Nelson, 45, was declared dead at 4:32 p.m. in the U.S. Department of Justice's execution chamber in Terre Haute, Indiana, after being injected with lethal doses of pentobarbital, a powerful barbiturate, the department said.
It was the second execution this week after Lezmond Mitchell, another convicted murderer, was killed on Wednesday. The administration of President Donald Trump, a vocal supporter of capital punishment for serious crimes, has now carried out more federal executions than took place in the preceding 57 years.
Nelson was convicted of raping and murdering 10-year-old Pamela Butler in Kansas in 1999.
A Bureau of Prisons official asked Nelson if he had any last words. About 15 seconds passed with no response from Nelson before the official began the execution, according to a journalist selected by the department to witness the execution and share a report with news outlets.

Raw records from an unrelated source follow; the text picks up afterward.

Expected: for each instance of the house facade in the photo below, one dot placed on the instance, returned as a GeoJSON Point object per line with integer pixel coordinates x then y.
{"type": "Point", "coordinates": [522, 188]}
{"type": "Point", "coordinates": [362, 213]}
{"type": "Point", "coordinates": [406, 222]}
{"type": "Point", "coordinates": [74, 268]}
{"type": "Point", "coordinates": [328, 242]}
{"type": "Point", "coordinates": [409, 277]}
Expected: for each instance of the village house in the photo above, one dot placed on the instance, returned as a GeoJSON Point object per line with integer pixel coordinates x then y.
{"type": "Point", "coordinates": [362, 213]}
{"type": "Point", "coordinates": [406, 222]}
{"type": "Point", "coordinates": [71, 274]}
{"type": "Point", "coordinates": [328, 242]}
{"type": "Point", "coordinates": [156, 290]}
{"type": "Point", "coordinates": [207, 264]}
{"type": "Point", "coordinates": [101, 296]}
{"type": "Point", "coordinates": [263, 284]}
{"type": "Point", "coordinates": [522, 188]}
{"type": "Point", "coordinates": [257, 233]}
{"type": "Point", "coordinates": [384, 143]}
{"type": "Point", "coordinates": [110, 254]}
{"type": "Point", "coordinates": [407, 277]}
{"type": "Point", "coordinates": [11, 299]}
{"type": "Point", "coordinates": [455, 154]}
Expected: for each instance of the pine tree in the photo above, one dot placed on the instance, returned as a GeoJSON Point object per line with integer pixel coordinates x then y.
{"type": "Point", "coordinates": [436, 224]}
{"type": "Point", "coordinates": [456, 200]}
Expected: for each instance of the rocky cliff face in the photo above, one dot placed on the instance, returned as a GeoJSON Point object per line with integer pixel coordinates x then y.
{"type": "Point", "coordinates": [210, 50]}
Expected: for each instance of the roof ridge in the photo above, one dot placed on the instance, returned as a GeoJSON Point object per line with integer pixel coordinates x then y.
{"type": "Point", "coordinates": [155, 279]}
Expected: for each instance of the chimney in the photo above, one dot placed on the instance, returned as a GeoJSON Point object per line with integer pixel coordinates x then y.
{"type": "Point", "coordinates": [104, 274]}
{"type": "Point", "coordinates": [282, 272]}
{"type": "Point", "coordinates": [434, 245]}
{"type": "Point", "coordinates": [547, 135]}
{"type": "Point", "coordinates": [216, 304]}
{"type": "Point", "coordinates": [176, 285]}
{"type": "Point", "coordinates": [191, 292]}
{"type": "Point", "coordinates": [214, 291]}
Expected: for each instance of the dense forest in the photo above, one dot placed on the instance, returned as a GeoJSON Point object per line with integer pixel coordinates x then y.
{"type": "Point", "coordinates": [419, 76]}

Nelson took about nine minutes to die.
His victim's mother, Cherri West, said his death brought her some peace.
"I wasn't expecting him to say anything because he never had no remorse," she said. "I have no remorse for him."

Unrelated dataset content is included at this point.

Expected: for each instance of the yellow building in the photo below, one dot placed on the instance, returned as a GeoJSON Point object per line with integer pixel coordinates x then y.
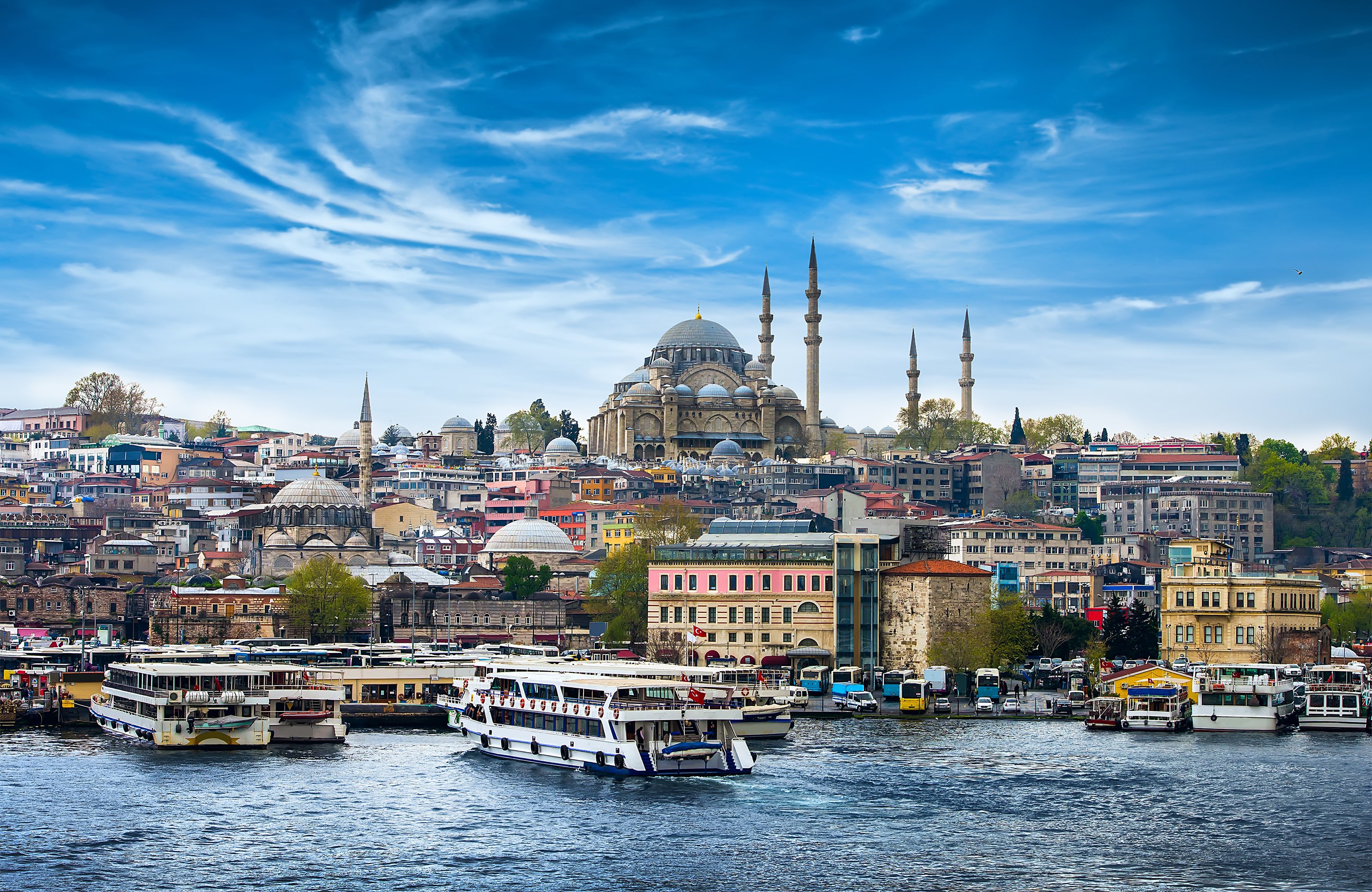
{"type": "Point", "coordinates": [1147, 676]}
{"type": "Point", "coordinates": [1213, 611]}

On Thursday, a federal judge overseeing legal challenges to the execution protocol by Nelson and other death row inmates ruled that the Justice Department's protocol violated drug safety laws.
Judge Tanya Chutkan of the U.S. District Court in Washington ordered Nelson's execution be delayed until the Justice Department revised its protocol to comply with the Food, Drug, and Cosmetic Act, including a requirement that a drug can only be issued on a clinician's prescription.
The Justice Department challenged the injunction delaying the execution in the U.S. Appeals Court for the District of Columbia Circuit. The appeals court overturned the injunction on Thursday evening, ruling that Chutkan had not established that violations of the act constituted "irreparable harm."
Chutkan spoke with lawyers representing Nelson and the Justice Department in a telephone conference on Friday as she considered a request by Nelson's lawyers to revise her order or issue a new one blocking Friday's execution.
Chutkan denied that request less than 90 minutes before Nelson's scheduled execution time, writing that he had not "convincingly" shown irreparable injury.
Nelson was one of more than a dozen inmates on federal death row in Terre Haute who sued the Justice Department over its lethal injection protocol, which was announced in 2019, replacing the old three-drug protocol last used in 2003.
He is now the fourth of those plaintiffs to have since been executed by the Justice Department after the U.S. Supreme Court swiftly dismissed earlier injunctions issued by Chutkan delaying the executions to allow the litigation to proceed.
Nelson's attorneys Dale Baich and Jen Moreno said in a joint statement that the U.S. execution system was flawed and that the government was "blatantly violating" drug laws.
"As this execution and the recent ones demonstrate, the death penalty is not about fairness and justice, it is arbitrary and political," the statement said.